His expression cracked. Not breaking, exactly. Softening around an old bruise. “Baby, look at me.” You did. “I am not mad. I am not disappointed. I am not keeping score.” His voice went rough on the last word, and his hand tightened around yours. “You’ve seen me come back from nightmares swinging at ghosts. You’ve sat on the bathroom floor with me when the Pit crawled up my throat and made me feel like my skin didn’t fit. You think I’m gonna look at you having a panic attack and decide you’re too much?”
Your eyes burned again. “It feels like too much.”
“Yeah,” Jason said, honest enough not to argue with the feeling. “It does. That doesn’t mean it is.”
The words landed somewhere fragile. You closed your eyes, and the room tilted less violently this time. Jason stayed quiet for a while, only breathing, only holding your hand against his chest. He had never been good at empty comfort, never one for shiny lies or sugar-glass promises. He did not tell you there was nothing to be afraid of. He did not tell you to calm down. He simply stayed, and because he stayed, because he had survived his own impossible things and still come home to you with rain in his hair and gentleness in his palms, the panic began to run out of road.
When your breathing finally evened into something human, exhaustion rushed in behind it.
It was obscene how tired fear could make you. Your bones felt hollowed out. Your shoulders ached from clenching. Your mouth tasted metallic, and your cheeks were stiff with drying tears. You looked down at the floor again, at the broken mug and the puddle of coffee, and shame rose sharp and immediate.
“I made a mess,” you said.
Jason followed your gaze, then snorted softly. “Yeah, tragic. A mug died. Gotham mourns.”
“Jason.”
“I hated that mug.”
“You bought that mug.”
“I make mistakes.” He reached up and wiped your cheek with the backs of his fingers, so gentle it made your throat close for an entirely different reason. “Stay put. I’m cleaning it up.”
You wanted to argue, but the idea of putting your feet on the floor made your stomach twist. Jason saw the argument forming anyway and gave you a look that was pure Red Hood filtered through domestic concern.
“Don’t even start,” he said. “I’m wearing boots. You’re barefoot. This is not a democracy.”
That did pull a tiny laugh out of you, weak and watery. Jason looked absurdly pleased with himself, like he had just won a major battle instead of coaxing one broken sound from your chest. He got the dustpan and moved around the kitchen with efficient care, sweeping the large pieces first, then the smaller glittering shards that hid near the cabinet edges. He wiped up the coffee, checked under the counter, then checked again because his version of love had always been a little obsessive around the edges. Danger did not get to linger in rooms where you were trying to breathe.
When the floor was safe, he washed his hands and came back to you. “All clear.”
You stared at him, the massive shape of him in the warm kitchen light, the damp curls at his forehead, the old scars disappearing under his sleeves. “Can I have a hug now?”
His face changed so fast it almost hurt. “Yeah,” he said, voice low. “Hell yeah, you can.”
He helped you down from the counter, but before your feet fully touched the tile, he scooped you against him, arms wrapping around your back with that careful strength that always undid you. Jason hugged like he was building a barricade between you and the rest of the world. Not crushing, not trapping, just complete. His chin rested near your temple, and his body heat soaked through your clothes, grounding you more deeply than any counted breath.

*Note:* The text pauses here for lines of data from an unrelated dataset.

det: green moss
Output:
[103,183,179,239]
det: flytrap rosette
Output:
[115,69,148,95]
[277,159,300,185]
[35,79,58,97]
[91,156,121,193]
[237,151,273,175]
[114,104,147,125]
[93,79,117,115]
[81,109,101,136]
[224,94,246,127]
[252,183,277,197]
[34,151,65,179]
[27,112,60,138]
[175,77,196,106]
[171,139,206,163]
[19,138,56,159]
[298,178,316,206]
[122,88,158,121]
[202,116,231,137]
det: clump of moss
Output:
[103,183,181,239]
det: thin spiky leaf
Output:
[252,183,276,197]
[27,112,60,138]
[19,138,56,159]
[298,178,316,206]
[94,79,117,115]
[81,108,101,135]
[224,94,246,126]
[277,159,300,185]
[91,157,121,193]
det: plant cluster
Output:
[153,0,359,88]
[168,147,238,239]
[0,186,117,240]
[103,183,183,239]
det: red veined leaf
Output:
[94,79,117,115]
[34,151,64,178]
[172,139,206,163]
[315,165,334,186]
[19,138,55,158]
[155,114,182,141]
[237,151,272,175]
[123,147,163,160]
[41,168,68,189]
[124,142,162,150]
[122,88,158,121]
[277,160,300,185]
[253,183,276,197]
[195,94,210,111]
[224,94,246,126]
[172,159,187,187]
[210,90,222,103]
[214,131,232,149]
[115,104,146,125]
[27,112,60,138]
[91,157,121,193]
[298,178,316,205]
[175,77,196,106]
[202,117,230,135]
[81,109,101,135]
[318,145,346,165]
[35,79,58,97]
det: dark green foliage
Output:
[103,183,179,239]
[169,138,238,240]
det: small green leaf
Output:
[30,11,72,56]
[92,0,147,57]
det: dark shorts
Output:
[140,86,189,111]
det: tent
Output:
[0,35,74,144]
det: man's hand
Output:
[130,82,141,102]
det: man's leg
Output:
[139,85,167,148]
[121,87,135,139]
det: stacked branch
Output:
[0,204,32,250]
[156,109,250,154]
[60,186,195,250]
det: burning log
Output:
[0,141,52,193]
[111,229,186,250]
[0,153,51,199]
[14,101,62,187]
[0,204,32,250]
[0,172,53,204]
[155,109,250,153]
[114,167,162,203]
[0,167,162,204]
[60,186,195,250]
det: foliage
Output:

You melted into him all at once, the last of your control giving way. Your hands fisted in his shirt. He smelled like rain, leather, soap, and the faint smoky bite of the city. He rocked you once, barely, more a shift of weight than a motion, and murmured into your hair.
“There we go,” he said. “I’ve got you. You’re okay. You did so good.”
You made a small, embarrassed sound against his chest. “I didn’t do anything.”
“You survived your brain turning the lights off and setting off the fire alarm. That counts.” His hand moved slowly up and down your back, broad palm tracing the line of your spine. “Trust me. I’m an expert in brains doing haunted house nonsense.”
You breathed him in and let the warmth of him fill the spaces panic had emptied. It was strange, being held by someone who knew the monster by a different name. Jason’s fear came in green flashes and grave dirt, in crowbars and laughter and resurrection wrong enough to bruise the soul. Yours came in other shapes. Other sounds. But the body did not care about the exact story when it was drowning. It only knew the water. Jason knew the water, too.
After a while, he guided you toward the couch, one arm still around you as if he didn’t trust gravity not to get ideas. He sat first and pulled you down with him, arranging you against his side, tucking a blanket around your legs with a gruffness that would have fooled no one. The apartment had gone dimmer, gentler. Rain blurred the windows. The kitchen light reflected off the clean floor where the mug had been, no evidence left except the faint smell of coffee and the ache in your body.
Jason pressed a glass of water into your hands. “Small sips.”
“You sound like Alfred.”
“That is the sexiest thing you’ve ever said to me.”
You huffed a laugh into the rim of the glass and took a sip because he was watching like the water was a sacred mission. He had disappeared for barely twenty seconds and somehow returned with water, a soft hoodie of his, and one of the emergency snacks he kept in the pantry because he had learned, somewhere between dying and coming back and loving you, that bodies needed practical kindness after emotional catastrophes. The hoodie settled over your lap, warm from where he had held it. The snack packet crinkled when he opened it for you without comment, sparing you the indignity of fighting plastic with trembling hands.
For a while, you ate because he asked you to, and he pretended not to notice when your fingers shook. The television stayed off. Jason knew better than to fill the room too quickly. Instead, he sat beside you and let the quiet grow soft around the edges.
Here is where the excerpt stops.